For new Dungeon Masters, I suggest running a sandbox campaign set in the kingdom of Stormwind, Stranglethorn Vale, or even Khaz Modan. These areas are simple and lighthearted, with all manner of activities and side quests. Your players will really just delight in playing in the Warcraft universe, so don’t stress yourself out with coming up with an entire campaign.

Personally, the next campaign I intend to run will be a sandbox starting in Elwynn Forest. The players will become familiar with Goldshire, face the Defias Brotherhood, and live in constant fear of running into Hogger:

The Era of Your Campaign

Warcraft history is long and ever-changing. The era your campaign is set in determines what options the players have. A campaign set during the War of the Ancients obviously won’t have orcs; night elves wouldn’t be present in a campaign set in antebellum Dalaran; and pandaren can’t show up until after the Cataclysm. I’ll dive deeper into eras in a later post about sample campaign ideas.
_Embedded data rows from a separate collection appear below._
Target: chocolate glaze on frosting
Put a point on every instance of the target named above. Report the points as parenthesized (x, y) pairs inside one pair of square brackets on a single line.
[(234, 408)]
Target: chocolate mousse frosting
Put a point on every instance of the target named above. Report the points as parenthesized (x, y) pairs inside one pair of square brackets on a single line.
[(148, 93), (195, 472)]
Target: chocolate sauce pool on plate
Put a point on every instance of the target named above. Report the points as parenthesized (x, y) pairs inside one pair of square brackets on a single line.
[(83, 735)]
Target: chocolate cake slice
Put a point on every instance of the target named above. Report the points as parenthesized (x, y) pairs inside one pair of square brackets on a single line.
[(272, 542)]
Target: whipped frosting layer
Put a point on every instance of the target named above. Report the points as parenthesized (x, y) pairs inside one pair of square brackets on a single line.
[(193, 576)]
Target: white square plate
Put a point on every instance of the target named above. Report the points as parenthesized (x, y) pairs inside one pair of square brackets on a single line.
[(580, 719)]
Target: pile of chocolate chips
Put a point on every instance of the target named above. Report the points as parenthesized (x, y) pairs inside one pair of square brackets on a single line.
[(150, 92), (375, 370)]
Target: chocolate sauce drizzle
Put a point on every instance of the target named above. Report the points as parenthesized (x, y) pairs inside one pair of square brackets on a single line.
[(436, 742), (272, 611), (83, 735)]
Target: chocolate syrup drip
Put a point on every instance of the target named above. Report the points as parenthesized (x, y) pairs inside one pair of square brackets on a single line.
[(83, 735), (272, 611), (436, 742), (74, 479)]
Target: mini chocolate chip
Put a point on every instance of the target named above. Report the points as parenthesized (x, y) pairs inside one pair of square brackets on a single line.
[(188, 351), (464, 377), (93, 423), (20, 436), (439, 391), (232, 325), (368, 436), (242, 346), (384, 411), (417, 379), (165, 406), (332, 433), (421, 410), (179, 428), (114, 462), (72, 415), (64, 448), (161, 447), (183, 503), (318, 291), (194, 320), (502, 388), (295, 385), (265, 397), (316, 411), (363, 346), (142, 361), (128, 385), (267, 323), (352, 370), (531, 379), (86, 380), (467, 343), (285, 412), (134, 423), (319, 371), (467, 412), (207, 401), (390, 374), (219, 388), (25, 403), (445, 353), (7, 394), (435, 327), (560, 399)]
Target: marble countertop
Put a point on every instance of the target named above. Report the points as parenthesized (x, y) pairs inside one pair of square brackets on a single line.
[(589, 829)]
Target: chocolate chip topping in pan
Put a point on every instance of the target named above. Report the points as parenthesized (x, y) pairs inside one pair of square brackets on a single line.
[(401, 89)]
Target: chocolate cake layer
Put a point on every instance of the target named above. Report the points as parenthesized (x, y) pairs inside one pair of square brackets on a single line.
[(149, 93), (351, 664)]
I recommend setting your first campaign in a blended era of Vanilla and Burning Crusade—giving them just enough overlap where blood elves have begun to join the Horde and the draenei have just crashed onto the planet. This gives your players the choice of the first ten original races of World of Warcraft—but remember, heroes are one in a million, so consider allowing them to play something more outlandish, so long as it mostly lines up with the lore. Even if the Mists of Pandaria have yet to fall, a Jinyu from Pandaria may have washed ashore in Kalimdor or somehow teleported there.


Here’s the skinny of it:

  • When you play D&D in the Warcraft universe, you have to adopt realism. The faction system is nonexistant; individuals have far more freedom in travel. An orc can enter Stormwind on business (after a stiff warning from the guard who lost his father in the First War) and a human can enter Orgrimmar at their own peril. There is no hard rule that every player character or NPC has to belong to a faction.
  • Classes are restricted by race in the Warcraft universe, but that thankfully isn’t in D&D. Your hero is the exception to the rule, the one in a million. Be who you want.
  • D&D 5e’s races don’t line up to Warcraft’s, either in lore or stats. Check out my patreon and instagram for free conversions.
  • You’re adopting D&D 5e’s class system, which is vastly different from WoW’s. Stay tuned for another article on the subject.
  • You have your choice of a sandbox campaign that draws upon elements already in World of Warcraft or setting your campaign in one of its historical events. Sky’s the limit.